A peine lâché, le terrible coq se précipita sur la Vieille Poule. Pendant quelques secondes, même les spectateurs les plus proches ne distinguaient qu’un tourbillon de plumes. Puis à la stupéfaction de tous, sauf de l’Ermite, on s’aperçut que c’était la Vieille Poule qui menait la danse : elle déchiquetait le coq, le pulvérisait, le broyait, le démembrait et il ne fallut que quelques secondes de plus pour qu’elle l’achevât. Puis, couverte de sang, elle reprit tranquillement sa rengaine : top…, … top, tip…, top…, … top, tip…, top…, … top, tip… Personne n’avait rien compris, tout le monde était stupéfait. Blême d’humiliation, car il avait lui-même entraîné ce coq, l’Empereur ordonna qu’on apporte le deuxième coq. Il était presque aussi formidable que le premier et l’Empereur, mauvais perdant, lui fit enfiler une cotte de mailles protectrice. Le combat fut encore plus bref, la Vieille Poule, qu’on dérangeait visiblement, se contentât de fondre sur lui, agrippa son cou des ses deux ergots, et le brisa d’une torsion en une fraction de seconde.

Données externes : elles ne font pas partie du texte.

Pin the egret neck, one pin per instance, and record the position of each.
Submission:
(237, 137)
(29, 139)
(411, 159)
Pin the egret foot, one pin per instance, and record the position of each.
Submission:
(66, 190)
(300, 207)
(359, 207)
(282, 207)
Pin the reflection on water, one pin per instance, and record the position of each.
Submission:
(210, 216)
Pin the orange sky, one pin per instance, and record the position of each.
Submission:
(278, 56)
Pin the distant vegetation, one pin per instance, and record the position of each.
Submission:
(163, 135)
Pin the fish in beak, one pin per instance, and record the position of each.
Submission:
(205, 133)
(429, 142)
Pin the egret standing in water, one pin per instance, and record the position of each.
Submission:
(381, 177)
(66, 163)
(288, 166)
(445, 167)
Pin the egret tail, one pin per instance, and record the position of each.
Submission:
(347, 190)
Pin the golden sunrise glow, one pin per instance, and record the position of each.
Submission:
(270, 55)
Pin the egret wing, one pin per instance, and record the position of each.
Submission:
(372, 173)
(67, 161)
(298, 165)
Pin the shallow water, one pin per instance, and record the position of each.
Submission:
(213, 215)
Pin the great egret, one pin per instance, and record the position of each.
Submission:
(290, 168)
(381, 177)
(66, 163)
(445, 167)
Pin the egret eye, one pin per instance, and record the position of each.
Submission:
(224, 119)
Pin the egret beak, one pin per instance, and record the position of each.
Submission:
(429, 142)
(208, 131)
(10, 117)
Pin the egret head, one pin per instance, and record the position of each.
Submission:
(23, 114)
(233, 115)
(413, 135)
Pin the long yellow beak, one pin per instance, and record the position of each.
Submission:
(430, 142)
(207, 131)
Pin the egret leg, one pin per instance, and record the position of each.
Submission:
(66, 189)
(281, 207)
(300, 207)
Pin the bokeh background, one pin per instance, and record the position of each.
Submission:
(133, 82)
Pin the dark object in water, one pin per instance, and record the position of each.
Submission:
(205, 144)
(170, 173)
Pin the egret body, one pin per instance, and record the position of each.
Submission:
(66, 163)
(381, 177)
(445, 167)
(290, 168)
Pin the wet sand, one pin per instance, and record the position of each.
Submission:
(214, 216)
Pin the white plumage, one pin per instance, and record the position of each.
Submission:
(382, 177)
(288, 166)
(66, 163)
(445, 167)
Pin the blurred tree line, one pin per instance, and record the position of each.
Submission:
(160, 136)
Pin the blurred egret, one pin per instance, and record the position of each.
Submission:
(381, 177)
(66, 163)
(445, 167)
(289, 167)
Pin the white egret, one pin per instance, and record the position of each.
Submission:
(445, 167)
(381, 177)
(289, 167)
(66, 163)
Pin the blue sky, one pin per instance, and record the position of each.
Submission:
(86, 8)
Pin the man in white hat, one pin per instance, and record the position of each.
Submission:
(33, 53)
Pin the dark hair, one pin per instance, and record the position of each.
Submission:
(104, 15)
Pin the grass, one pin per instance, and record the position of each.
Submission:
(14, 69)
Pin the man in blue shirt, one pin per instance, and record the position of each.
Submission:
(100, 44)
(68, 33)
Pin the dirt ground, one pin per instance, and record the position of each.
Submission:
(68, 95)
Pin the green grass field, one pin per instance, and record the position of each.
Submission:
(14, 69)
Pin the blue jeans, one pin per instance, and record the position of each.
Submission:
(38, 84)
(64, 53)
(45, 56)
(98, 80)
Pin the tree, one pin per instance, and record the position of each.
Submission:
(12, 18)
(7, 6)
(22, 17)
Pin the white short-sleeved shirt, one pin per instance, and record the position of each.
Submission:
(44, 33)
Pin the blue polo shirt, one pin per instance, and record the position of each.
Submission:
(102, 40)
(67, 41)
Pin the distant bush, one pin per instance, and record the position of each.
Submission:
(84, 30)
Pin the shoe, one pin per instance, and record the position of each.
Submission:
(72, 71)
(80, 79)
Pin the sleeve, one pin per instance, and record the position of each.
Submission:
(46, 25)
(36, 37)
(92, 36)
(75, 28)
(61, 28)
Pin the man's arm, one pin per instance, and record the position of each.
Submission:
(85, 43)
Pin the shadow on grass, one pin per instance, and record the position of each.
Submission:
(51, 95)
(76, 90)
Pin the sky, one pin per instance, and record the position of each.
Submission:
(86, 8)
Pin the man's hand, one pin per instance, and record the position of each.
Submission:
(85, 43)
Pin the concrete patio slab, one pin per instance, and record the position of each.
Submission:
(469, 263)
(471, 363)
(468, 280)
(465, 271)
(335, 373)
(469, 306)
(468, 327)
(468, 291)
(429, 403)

L’Empereur ne se contrôlait plus, il fit venir tous ses coqs les uns après les autres, ils subirent tous un sort similaire.

Dans le silence consterné qui suivit les combats, l’Ermite se leva et dit à l’Empereur : « Je vous avais prévenu Altesse, cette stupide volaille pense que l’invincibilité absolue consiste à massacrer ses adversaires. Elle n’a rien compris ». Et il partit dormir dans sa grotte sans autre cérémonie, pendant que la Vieille Poule reprenait son éternelle quête : top…, … top, tip…, top…, … top, tip…, top…, … top, tip… L’Empereur rentra déconfit dans sa capitale. Mais, malgré cette défaite, les pouvoirs de l’Ermite s’étaient en partie révélés, c’était rassurant. En quoi pouvait consister ce secret de l’invincibilité absolue, se demandait le monarque ?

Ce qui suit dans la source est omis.